I was not sure I believed that but it did not matter now. I grunted, suggested, “How about you make a guess? Maybe your soul will remember what your brain can’t.”
“First you need to get some light in here.”
“What do I have wizards for?” I asked the gloom. “Certainly not anything useful or practical like providing a light. They wouldn’t need one. They can see in the dark.”
Goblin muttered something unflattering about the sort of woman who indulges in sarcasm. He told Swan, “Sit down and let me look at your head.”
“Let me!” Tobo enthused at the same time. “Let me try to make a light. I can do this one.” He did not wait for permission. Filaments of lemon and silver light crawled over his upraised hands, swift and eager. The darkness surrounding us retreated, I thought reluctantly.
“Wow!” I said. “Look at him.”
“He has the strength and enthusiasm of youth,” One-Eye conceded. I glanced back. He was still astride the black stallion, wearing a smug look but obviously exhausted.
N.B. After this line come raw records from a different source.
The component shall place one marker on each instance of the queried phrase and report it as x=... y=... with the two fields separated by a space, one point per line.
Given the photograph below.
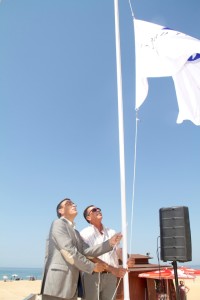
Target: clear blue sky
x=59 y=123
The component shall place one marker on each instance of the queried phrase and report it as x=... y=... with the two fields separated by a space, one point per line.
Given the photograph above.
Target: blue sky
x=59 y=124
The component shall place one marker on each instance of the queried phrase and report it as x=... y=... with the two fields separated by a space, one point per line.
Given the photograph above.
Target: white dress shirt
x=92 y=236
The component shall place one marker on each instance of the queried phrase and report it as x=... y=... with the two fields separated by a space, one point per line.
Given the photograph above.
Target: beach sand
x=19 y=290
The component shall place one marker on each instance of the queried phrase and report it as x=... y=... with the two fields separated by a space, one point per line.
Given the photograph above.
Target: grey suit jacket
x=65 y=257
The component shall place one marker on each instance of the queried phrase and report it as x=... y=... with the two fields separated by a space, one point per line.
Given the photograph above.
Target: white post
x=121 y=149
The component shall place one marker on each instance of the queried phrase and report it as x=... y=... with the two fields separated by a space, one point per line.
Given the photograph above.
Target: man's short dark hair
x=59 y=206
x=85 y=214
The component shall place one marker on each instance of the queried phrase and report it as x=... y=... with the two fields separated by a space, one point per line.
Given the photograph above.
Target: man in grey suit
x=67 y=254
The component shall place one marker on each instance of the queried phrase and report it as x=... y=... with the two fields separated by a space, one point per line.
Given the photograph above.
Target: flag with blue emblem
x=162 y=52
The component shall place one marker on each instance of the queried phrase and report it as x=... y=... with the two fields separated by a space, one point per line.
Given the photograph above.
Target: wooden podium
x=146 y=289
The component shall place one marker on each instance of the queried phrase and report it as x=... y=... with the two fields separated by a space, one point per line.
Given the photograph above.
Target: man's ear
x=88 y=218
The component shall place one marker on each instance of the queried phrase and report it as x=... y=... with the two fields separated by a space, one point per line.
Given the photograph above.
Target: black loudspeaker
x=175 y=234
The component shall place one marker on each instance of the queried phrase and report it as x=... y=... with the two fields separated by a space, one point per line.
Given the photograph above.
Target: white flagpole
x=121 y=149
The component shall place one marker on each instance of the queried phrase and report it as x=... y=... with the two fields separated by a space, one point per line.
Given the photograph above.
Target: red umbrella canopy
x=166 y=274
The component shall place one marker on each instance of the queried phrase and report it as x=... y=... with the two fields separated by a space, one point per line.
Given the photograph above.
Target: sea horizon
x=25 y=273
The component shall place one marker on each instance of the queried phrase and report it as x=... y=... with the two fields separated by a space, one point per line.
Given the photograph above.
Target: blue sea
x=21 y=273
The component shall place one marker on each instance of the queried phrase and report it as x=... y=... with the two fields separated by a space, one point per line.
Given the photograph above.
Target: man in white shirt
x=101 y=286
x=67 y=255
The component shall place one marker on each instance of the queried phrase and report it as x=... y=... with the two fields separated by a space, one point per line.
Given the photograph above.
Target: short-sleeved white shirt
x=92 y=237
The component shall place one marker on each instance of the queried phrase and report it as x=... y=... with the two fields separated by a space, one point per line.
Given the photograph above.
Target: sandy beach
x=18 y=290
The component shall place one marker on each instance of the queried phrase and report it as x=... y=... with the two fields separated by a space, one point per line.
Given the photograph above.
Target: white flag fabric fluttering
x=162 y=52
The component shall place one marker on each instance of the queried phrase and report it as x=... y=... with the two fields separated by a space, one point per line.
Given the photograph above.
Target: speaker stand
x=174 y=264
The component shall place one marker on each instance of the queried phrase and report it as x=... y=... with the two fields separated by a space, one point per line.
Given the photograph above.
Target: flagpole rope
x=134 y=175
x=116 y=289
x=131 y=8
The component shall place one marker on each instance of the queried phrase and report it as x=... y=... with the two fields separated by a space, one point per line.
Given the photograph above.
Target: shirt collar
x=72 y=224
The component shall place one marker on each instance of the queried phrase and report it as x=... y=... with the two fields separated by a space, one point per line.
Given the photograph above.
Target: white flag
x=161 y=52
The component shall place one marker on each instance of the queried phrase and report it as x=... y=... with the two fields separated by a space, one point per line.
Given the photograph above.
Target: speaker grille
x=175 y=234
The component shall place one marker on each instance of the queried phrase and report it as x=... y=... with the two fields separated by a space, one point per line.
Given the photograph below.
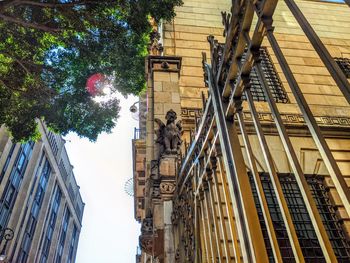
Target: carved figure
x=169 y=134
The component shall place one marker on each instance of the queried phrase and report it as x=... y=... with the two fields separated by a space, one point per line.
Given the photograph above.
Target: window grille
x=344 y=64
x=302 y=222
x=272 y=78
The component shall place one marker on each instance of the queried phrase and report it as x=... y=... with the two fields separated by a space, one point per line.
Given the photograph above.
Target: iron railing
x=220 y=213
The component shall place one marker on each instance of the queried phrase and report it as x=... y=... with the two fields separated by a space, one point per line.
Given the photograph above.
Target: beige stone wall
x=195 y=20
x=187 y=37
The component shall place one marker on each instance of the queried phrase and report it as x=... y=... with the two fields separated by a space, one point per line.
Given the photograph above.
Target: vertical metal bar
x=299 y=175
x=209 y=223
x=259 y=188
x=293 y=238
x=316 y=134
x=221 y=212
x=205 y=235
x=229 y=211
x=197 y=230
x=337 y=74
x=247 y=217
x=214 y=214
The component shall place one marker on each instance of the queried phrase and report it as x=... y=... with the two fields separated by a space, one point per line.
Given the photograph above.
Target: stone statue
x=169 y=134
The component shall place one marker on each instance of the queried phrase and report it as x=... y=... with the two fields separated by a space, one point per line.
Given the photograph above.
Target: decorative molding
x=191 y=113
x=266 y=117
x=297 y=119
x=167 y=187
x=164 y=63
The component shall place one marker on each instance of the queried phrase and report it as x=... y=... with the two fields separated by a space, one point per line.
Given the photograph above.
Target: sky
x=110 y=232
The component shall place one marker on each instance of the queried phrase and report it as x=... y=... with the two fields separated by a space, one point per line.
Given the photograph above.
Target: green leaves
x=48 y=49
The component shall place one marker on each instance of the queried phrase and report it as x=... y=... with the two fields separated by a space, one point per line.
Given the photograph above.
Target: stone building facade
x=40 y=200
x=262 y=174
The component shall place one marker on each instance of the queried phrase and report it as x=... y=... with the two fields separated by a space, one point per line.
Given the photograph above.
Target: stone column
x=163 y=96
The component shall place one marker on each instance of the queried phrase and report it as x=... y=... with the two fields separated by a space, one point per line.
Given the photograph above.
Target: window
x=34 y=212
x=53 y=142
x=344 y=64
x=13 y=185
x=272 y=78
x=7 y=162
x=142 y=182
x=62 y=238
x=302 y=222
x=51 y=222
x=73 y=241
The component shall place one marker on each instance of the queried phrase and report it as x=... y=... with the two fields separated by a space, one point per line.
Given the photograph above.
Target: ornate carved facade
x=262 y=174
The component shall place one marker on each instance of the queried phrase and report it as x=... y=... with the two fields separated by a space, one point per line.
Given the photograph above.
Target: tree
x=48 y=50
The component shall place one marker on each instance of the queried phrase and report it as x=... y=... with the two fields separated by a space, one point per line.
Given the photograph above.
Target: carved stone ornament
x=169 y=134
x=155 y=191
x=154 y=169
x=167 y=188
x=155 y=47
x=146 y=237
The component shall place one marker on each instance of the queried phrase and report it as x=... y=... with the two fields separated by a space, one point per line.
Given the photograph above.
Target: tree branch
x=28 y=24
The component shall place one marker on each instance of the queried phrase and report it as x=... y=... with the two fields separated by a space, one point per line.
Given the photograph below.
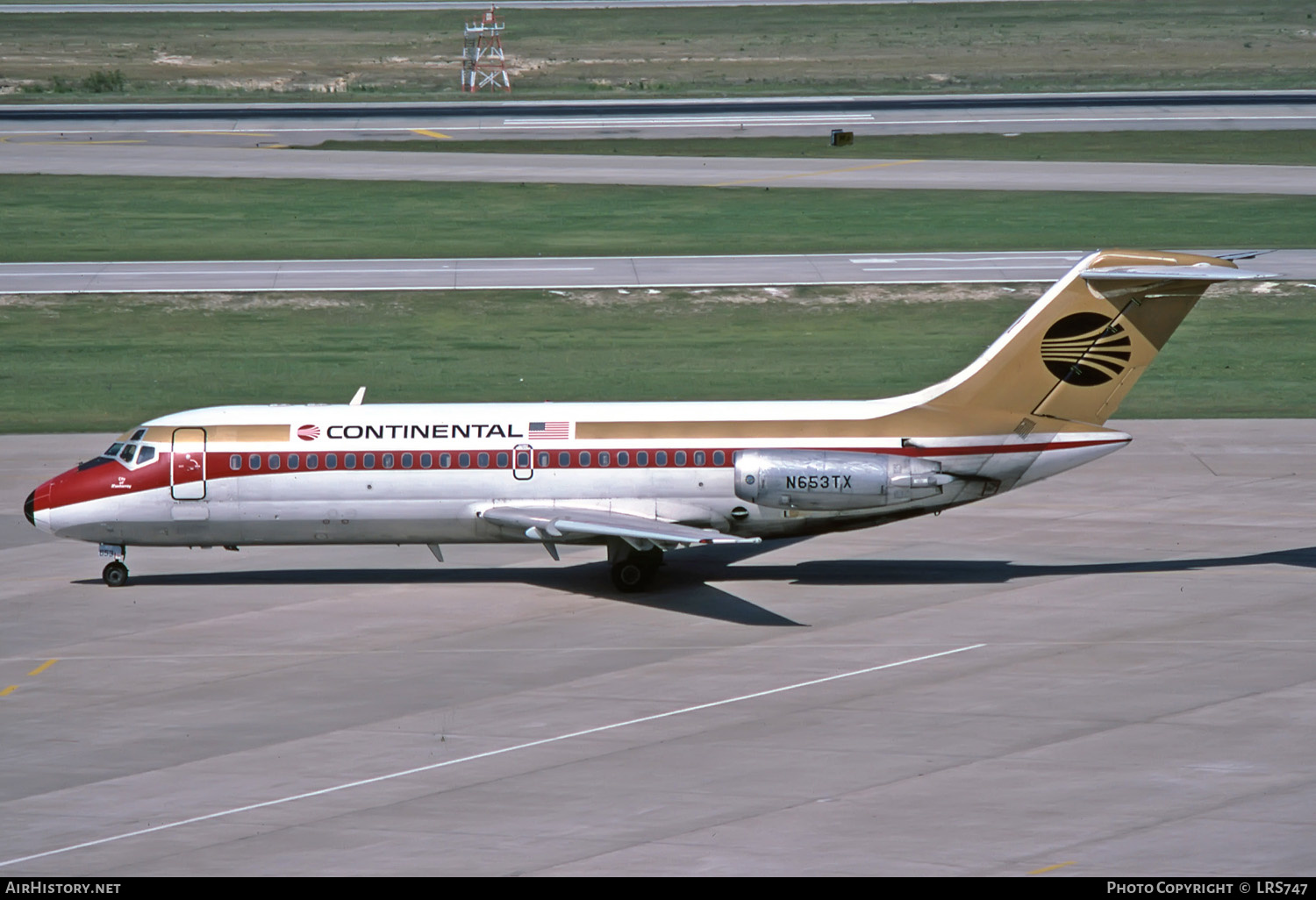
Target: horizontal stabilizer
x=1198 y=273
x=565 y=523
The white crow was perched in front of him. It studied Tobo with one-eye while considering our surroundings with the other. It seemed amused. Then One-Eye began to chuckle.
Tobo squealed in surprise. “Wait! Stop! Goblin! What’s happening?”
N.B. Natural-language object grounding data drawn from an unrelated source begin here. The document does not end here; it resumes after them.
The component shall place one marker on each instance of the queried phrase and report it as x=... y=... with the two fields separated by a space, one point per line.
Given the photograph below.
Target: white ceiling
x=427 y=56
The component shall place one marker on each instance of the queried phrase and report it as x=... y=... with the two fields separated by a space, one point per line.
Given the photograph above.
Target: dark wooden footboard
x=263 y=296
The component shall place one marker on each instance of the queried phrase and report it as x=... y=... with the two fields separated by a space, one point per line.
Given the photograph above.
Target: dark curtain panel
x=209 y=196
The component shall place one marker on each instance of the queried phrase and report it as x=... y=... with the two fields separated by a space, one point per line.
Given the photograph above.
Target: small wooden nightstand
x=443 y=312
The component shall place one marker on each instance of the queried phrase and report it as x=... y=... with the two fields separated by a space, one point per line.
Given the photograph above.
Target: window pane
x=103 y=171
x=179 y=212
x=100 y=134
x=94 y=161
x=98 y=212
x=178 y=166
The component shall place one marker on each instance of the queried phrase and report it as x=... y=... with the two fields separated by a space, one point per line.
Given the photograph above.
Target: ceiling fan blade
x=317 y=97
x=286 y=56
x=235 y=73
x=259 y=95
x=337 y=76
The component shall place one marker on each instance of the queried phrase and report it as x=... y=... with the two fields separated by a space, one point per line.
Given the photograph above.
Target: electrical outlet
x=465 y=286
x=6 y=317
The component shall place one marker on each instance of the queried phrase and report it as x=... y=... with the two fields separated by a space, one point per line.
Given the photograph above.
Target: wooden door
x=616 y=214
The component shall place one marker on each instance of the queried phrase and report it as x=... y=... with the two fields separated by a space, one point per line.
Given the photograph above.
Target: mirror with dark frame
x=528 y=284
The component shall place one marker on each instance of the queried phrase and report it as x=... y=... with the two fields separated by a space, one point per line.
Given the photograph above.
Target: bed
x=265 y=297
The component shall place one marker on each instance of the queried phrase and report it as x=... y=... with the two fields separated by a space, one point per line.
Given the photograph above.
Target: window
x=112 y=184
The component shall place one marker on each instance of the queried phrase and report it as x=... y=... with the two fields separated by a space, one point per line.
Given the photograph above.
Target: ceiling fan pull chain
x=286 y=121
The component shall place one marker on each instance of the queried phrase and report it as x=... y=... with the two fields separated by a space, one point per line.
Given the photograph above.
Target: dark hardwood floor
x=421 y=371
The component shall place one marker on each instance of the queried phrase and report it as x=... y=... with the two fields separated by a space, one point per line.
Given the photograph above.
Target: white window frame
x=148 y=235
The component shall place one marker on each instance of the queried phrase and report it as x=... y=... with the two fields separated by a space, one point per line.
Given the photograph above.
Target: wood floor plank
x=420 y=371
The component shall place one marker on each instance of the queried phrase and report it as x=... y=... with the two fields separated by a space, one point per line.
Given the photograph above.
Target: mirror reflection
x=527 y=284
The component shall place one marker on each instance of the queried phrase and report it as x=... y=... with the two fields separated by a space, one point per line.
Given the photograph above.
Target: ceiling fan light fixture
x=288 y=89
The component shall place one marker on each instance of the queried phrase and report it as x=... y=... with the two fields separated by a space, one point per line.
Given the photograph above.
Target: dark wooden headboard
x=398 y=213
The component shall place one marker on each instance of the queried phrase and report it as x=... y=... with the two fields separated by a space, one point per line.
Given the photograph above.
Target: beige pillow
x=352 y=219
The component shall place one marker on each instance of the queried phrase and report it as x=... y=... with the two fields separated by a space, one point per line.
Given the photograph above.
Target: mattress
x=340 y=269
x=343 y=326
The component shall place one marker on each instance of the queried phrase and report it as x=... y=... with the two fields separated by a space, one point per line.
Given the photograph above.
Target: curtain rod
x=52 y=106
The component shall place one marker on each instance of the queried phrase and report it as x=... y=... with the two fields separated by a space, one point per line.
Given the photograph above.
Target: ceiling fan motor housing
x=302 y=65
The worms of light were snaking up his arms. They would not respond to his insistence that they desist. He started slapping himself. One-Eye and Goblin began to laugh.
Meantime, the two of them had done something to Swan to clarify his mind. The man looked like he had just sucked down a tall, frosty mug of self-confident recollection.
Sahra saw nothing funny in Tobo’s situation. She screamed at the wizards to do something. She was almost incoherent. Which betrayed how much stress she inflicted upon herself.
Doj told her, “He isn’t in any danger, Sahra. He just let himself get distracted. It happens. It’s part of learning,” or words to that effect, several times, before Sahra calmed down and began to look defiant and sheepish at the same time.
Goblin told Tobo, “I’ll take it till you get your concentration back.” And in a moment there was light enough to see the walls of the huge chamber. Someone who is skilled at something always makes it look easy. The little bald wizard was no exception. He told One-Eye, “Help Swan keep his head clear.”
I thought the place looked like a nice change from sleep’ ing out in the weather. I wished there was fuel we could burn to heat it.
“Whither now?” I asked Swan. For some time I had been silently regretting not having caught Murgen while I was dreaming so I could have gotten reliable directions.
The white crow squawked and launched itself, leaving One-Eye cursing because it had swatted him in the face with its wings.
I was starting to understand the beast. “Somebody see where it goes. One of you sorcerer geniuses want to send a light with it?” Tobo had received control of his light again and had it working in good form but it took all his attention to manage it. I hoped he outgrew this more-confidence-than-sense stage before he took a really big bite of disaster.